The facts emerging this week that the extensive works on the Tamar Bridge to add two new lanes and strengthen it, have resulted in it sagging by eight inches, are nothing to worry about and were expected. This is according to Kvaerner Cleveland Bridge Ltd, who are the works main contractor.
They say motorists have nothing to fear and that so far the bridge has only moved to where they thought it would.
Confirming it is perfectly safe, they say that at each stage of the strengthening works presently undertaken the construction team have been carefully working out how much they expected the bridge to move, and that so far all their calculations have been correct.
The widening process, during which a cantilever is being added to each side to add the two new lanes, will add a further 4,300 tonnes to the bridge which already weighs in at around 4,000 tonnes, but engineers say the sagging will be reduced and the roadway's natural hump in the middle returned when 16 locked-coil cables, each loaded with 500 tonnes of weight, are fastened to the tops of the two main towers. There will be eight on either side to pull the central deck up again and there will also be an extra two cables underneath the road attached to either end which will strengthen and assist the process.
It was ascertained in March last year that the central deck of roadway had already sunk by a foot after 40 years of use, as the suspension cable had stretched and sagged to take the strain, a natural process.
But the further sinking of eight inches due to the added 300 tonnes of scaffolding and 400 tonnes of extra strengthening steel work has meant that the extra cables are required.
Although thousands of tonnes of weight are being added, they will be compensated for when the traffic eventually diverts on to the cantilevers.

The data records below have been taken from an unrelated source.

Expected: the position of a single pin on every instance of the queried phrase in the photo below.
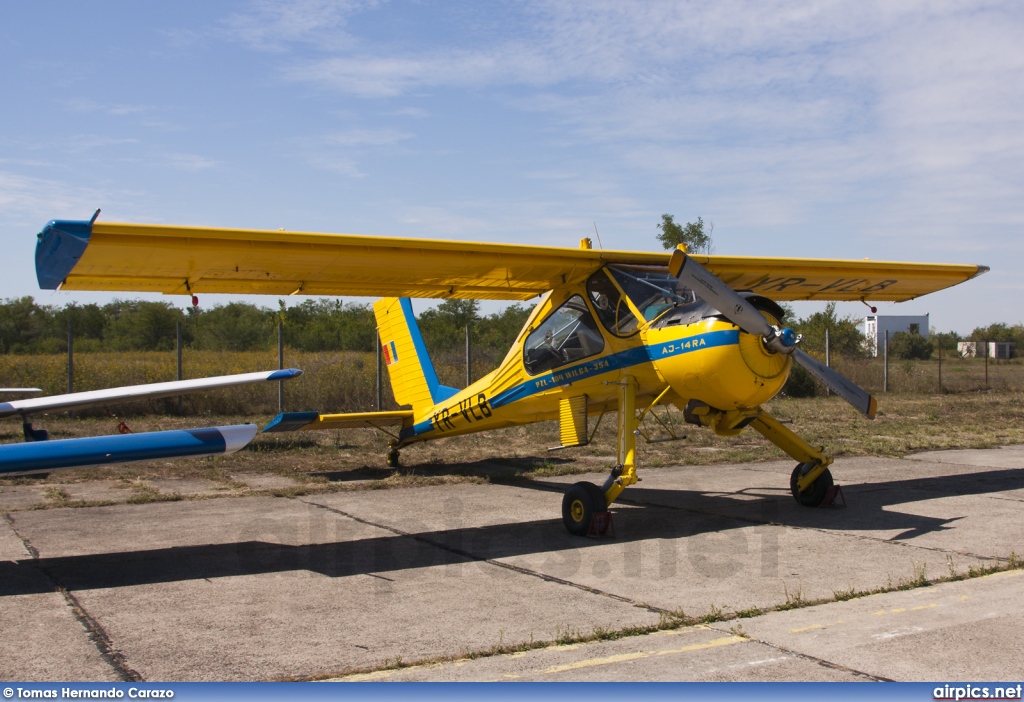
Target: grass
(672, 620)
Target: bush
(801, 384)
(910, 346)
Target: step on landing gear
(815, 494)
(585, 512)
(392, 458)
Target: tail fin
(413, 378)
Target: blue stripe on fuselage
(598, 366)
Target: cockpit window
(611, 307)
(652, 290)
(566, 336)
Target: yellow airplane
(613, 331)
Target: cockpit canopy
(652, 290)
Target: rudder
(413, 378)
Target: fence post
(469, 359)
(885, 356)
(827, 359)
(986, 364)
(180, 410)
(281, 365)
(71, 357)
(380, 389)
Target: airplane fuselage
(699, 357)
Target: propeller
(749, 318)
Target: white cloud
(271, 25)
(189, 162)
(87, 105)
(367, 137)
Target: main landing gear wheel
(813, 495)
(579, 506)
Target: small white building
(876, 326)
(976, 349)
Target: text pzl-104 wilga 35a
(613, 331)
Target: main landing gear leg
(585, 499)
(811, 478)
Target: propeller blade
(744, 315)
(723, 298)
(845, 388)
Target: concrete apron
(263, 588)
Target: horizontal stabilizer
(103, 450)
(138, 392)
(299, 422)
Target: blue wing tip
(58, 248)
(290, 422)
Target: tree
(443, 327)
(692, 235)
(141, 325)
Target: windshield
(567, 335)
(652, 290)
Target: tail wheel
(813, 495)
(579, 506)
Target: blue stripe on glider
(438, 392)
(290, 422)
(58, 248)
(598, 366)
(97, 450)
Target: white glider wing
(94, 398)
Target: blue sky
(820, 129)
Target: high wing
(176, 260)
(102, 450)
(138, 392)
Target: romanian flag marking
(390, 353)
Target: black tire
(579, 505)
(814, 495)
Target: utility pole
(885, 376)
(827, 359)
(380, 379)
(71, 357)
(281, 365)
(179, 362)
(469, 359)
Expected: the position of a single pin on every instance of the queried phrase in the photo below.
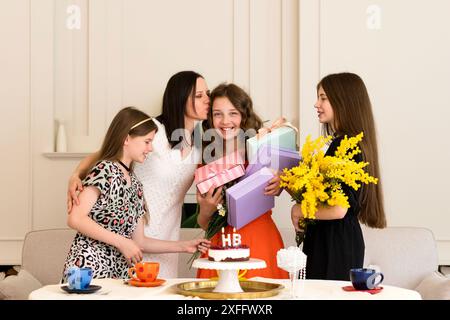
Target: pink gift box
(219, 172)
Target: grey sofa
(406, 256)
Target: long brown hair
(179, 88)
(352, 109)
(120, 128)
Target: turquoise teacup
(79, 278)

At this time the present concrete deck will be lifted and replaced with 2,000 tonnes of orthotropic steel, which will result in the bridge only weighing an extra 700 tonnes when all the works are completed.
This is also crucial not only for the sagging dilemma but because the bridge was built on the suspension principle and everything is about counter balance.
Contracts manager for Cleveland Mr Alan Platt said that the number one priority is to keep the bridge open.
'That is only possible if we put public safety first and the safety of our people working on it before anything else,' he said.
The works, costing £31-million and presently behind schedule by a month, are set to speed up once the new cables are in place and the cantilever construction can begin again.
It is hoped the final phases will be complete by November 2001.